Sirona
Hindu Wannabe
During most of my childhood I believed in Catholicism, but at 18 I started practicing Hinduism. I was happy with Hinduism for years. This year I bought a greeting card showing Vishnu and Lakshmi wearing Santa Claus caps, featuring the line "We Vishnu a Merry Christmas" and put it on my altar. I thought it would be funny but it had an unexpected effect on me. I became aware that to my knowledge Vishnu and Lakshmi never had kids together. Vishnu incarnates in his avatars, and there is Janmashtami, Krishna's birthday, but I started missing the religious "message" of Christmas. I had never expected that I would. On the other hand, a committed Christian can't "cherrypick" the aspects of Jesus. If you're a serious Christian you have to take the whole package, the crucified martyr together with the cute little baby in the manger. I don't feel like taking up Christianity again because in my eyes Christianity essentially fails to give a satisfying answer to the question "Why we suffer" (I spent my afternoon reading on that).
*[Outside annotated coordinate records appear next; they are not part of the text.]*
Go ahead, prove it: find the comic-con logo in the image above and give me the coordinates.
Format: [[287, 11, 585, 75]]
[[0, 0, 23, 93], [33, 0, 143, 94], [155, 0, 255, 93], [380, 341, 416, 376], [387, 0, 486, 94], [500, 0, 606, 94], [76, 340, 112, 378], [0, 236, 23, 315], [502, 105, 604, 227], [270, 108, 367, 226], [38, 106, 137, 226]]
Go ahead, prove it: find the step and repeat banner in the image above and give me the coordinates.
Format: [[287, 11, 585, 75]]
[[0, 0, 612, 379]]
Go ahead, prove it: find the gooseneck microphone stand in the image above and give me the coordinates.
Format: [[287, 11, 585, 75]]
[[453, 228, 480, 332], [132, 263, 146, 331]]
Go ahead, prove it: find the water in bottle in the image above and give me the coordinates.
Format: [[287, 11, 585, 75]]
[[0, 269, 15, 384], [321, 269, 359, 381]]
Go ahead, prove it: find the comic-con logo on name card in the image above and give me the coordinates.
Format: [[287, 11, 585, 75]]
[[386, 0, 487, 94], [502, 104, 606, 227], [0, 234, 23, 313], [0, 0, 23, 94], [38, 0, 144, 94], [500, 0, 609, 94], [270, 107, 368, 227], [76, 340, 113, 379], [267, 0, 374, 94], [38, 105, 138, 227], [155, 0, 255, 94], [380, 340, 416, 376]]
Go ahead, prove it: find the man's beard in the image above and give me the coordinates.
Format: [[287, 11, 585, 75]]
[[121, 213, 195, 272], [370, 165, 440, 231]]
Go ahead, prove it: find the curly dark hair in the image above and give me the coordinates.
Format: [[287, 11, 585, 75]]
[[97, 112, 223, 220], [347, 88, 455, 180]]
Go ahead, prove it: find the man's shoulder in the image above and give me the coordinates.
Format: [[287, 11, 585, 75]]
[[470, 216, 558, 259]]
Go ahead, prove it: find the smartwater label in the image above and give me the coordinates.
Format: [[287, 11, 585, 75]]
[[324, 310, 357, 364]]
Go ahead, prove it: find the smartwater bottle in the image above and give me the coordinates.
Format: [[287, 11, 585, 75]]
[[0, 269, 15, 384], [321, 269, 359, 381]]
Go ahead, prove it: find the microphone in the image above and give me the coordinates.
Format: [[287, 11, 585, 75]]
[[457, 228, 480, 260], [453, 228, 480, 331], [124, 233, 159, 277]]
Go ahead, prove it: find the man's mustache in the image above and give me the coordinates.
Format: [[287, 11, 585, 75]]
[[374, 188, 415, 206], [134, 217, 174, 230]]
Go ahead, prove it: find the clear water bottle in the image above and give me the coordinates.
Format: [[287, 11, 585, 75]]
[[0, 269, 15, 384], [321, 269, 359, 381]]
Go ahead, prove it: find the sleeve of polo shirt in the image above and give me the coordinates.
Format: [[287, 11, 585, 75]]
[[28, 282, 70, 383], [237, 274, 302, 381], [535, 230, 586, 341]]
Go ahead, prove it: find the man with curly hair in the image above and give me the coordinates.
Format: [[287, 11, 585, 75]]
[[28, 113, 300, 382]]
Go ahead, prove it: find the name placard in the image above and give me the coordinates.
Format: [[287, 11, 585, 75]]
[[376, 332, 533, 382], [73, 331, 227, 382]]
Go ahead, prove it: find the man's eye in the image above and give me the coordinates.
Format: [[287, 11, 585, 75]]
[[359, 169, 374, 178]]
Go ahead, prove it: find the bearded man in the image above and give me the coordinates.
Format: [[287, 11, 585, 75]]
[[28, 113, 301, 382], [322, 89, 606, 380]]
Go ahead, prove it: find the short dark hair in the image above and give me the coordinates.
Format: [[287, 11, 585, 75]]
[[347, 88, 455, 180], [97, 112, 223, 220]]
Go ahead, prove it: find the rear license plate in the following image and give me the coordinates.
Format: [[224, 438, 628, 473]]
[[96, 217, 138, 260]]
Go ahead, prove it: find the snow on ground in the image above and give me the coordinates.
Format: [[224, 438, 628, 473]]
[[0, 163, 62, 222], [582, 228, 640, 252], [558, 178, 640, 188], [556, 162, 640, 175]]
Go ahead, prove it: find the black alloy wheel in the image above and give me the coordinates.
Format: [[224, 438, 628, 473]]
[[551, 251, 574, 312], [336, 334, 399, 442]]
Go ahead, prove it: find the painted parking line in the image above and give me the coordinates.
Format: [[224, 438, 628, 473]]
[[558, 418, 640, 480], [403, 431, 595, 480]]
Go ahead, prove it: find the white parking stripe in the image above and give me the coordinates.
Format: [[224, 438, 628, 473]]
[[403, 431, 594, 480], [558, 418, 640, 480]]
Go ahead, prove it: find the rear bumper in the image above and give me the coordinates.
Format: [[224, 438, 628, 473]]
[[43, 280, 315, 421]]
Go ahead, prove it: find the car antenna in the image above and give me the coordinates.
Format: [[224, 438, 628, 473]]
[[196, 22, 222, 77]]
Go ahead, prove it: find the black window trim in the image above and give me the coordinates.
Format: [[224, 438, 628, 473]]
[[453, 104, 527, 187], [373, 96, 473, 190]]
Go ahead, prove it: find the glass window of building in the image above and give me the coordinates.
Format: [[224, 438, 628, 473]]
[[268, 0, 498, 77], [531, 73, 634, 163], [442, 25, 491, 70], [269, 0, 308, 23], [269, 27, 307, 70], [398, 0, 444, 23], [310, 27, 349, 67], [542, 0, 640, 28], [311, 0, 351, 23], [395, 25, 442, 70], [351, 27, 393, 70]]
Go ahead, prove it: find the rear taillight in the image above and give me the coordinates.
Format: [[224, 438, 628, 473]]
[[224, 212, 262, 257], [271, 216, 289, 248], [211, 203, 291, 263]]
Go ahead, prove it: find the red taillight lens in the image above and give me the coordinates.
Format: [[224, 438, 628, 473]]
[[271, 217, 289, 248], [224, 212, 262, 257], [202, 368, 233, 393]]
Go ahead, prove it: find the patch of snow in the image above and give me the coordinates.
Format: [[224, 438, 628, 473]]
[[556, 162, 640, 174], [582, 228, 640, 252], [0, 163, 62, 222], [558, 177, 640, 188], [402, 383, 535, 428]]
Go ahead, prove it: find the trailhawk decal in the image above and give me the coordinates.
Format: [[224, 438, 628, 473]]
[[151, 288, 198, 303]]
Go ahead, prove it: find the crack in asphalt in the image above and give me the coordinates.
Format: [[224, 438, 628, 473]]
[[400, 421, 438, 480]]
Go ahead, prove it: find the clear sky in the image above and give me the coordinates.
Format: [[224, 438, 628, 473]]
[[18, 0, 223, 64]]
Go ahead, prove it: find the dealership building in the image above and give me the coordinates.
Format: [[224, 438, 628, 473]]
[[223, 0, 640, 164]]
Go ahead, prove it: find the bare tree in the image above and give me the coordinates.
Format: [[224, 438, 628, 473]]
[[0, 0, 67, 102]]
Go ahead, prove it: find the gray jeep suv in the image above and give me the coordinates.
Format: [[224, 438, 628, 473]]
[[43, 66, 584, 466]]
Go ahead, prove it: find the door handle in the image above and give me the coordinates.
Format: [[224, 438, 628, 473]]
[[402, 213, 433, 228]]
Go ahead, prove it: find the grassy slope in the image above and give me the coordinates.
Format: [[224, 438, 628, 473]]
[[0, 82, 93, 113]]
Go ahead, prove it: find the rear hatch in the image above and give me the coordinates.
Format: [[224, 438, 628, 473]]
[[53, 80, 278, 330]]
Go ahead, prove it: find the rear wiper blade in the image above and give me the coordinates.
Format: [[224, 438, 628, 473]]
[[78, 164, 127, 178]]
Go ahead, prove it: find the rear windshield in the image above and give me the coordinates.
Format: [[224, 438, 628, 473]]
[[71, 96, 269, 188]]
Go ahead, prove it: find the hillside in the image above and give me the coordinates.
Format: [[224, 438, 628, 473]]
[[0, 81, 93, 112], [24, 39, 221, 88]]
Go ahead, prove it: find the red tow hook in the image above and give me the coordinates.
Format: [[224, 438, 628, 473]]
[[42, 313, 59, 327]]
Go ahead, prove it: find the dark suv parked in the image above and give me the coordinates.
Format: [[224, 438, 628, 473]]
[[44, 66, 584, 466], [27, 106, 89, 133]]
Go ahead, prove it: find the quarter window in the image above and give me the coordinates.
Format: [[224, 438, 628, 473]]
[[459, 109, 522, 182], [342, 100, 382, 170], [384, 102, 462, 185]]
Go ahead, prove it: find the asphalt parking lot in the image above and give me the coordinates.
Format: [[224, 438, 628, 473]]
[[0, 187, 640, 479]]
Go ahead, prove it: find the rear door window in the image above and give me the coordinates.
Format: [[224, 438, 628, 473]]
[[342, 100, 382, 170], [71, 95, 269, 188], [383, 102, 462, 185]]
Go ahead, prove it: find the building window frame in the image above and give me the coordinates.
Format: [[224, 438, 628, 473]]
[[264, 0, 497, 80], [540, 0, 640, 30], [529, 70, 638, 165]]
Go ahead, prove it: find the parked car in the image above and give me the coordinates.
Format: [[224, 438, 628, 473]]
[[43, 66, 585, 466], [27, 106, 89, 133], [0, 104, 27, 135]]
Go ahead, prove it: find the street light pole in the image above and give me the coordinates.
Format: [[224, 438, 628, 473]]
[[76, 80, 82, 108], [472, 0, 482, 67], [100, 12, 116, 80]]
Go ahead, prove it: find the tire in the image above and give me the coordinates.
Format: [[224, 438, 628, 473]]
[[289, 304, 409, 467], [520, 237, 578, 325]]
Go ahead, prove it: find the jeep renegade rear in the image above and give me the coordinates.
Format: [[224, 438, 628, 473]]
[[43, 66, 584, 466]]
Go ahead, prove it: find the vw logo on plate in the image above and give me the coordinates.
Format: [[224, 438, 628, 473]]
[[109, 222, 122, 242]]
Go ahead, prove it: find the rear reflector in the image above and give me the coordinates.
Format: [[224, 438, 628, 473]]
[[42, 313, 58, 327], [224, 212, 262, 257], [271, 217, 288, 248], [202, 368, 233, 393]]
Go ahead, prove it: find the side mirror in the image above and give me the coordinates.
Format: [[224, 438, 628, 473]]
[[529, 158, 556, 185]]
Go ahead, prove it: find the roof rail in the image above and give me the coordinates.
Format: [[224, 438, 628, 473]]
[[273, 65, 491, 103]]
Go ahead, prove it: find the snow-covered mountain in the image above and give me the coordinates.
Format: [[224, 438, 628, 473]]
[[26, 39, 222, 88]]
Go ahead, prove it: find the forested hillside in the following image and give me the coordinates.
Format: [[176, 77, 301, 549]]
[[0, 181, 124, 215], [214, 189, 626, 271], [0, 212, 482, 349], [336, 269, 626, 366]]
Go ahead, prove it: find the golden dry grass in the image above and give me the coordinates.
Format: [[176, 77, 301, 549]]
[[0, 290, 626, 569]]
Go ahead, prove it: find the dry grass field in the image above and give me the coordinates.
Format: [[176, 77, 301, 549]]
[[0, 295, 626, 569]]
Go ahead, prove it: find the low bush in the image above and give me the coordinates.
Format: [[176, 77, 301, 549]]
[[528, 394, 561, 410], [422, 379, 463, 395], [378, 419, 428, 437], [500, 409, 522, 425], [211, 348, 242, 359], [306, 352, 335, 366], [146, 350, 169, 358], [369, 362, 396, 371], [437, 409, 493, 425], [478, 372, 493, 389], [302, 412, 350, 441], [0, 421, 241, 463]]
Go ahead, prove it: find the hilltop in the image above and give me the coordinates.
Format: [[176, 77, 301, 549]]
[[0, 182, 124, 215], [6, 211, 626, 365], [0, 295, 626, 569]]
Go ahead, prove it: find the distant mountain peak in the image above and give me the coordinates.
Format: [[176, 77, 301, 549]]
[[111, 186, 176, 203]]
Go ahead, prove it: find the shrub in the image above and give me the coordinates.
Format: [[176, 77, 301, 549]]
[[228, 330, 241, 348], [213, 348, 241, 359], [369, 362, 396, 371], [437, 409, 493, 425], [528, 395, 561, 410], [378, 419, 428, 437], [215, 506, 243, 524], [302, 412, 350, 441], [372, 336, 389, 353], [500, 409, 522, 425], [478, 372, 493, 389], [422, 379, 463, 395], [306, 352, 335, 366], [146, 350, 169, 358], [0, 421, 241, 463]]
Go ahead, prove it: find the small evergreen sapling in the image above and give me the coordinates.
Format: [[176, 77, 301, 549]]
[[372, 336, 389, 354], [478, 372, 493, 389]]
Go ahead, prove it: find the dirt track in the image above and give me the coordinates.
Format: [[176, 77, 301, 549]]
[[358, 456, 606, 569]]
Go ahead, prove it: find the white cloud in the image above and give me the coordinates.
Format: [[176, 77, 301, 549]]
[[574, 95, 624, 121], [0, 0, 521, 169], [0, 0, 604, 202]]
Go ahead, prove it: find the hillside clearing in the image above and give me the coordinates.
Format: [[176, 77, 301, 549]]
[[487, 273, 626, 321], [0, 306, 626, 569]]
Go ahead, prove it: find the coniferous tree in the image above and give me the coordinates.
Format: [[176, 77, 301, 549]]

The spectrum of answers goes from "offering your suffering to God" which to me feels very similar to the concept of taking somebody else's negative karma and, it and ends in describing an unpredictable, erratic god who hides himself for no reason. I always felt that Krishna, though not a god of my culture, is described as overall more friendly and more balanced than the god described in the of the Bible. I am fine with this 364 days of the year, but this Christmas it's weird. Maybe it is just nostalgia, but if I decided reconverting to Christianity the first act I'd have to do would be discarding all of my Hinduism books, pictures and statues I collected over the years. Apart from the fact that these objects have a certain material value, I think it would be sort of destabilizing to to this as they are a part of my life and I treat them respectfully. Maybe I shouldn't take up a religion if I can't respect its First Commandment. You can be a murderer and still be a Christian but you can't be a Christian / Catholic if you believe in "gods" not sanctioned by the Church. There are probably more Catholic saints than Hindu gods, one for every thinkable problem, disease or life situation under the sun. Apart from this, New Age followers worship their own versions of Jesus, Mary and the angels, so probably I just shouldn't worry so much.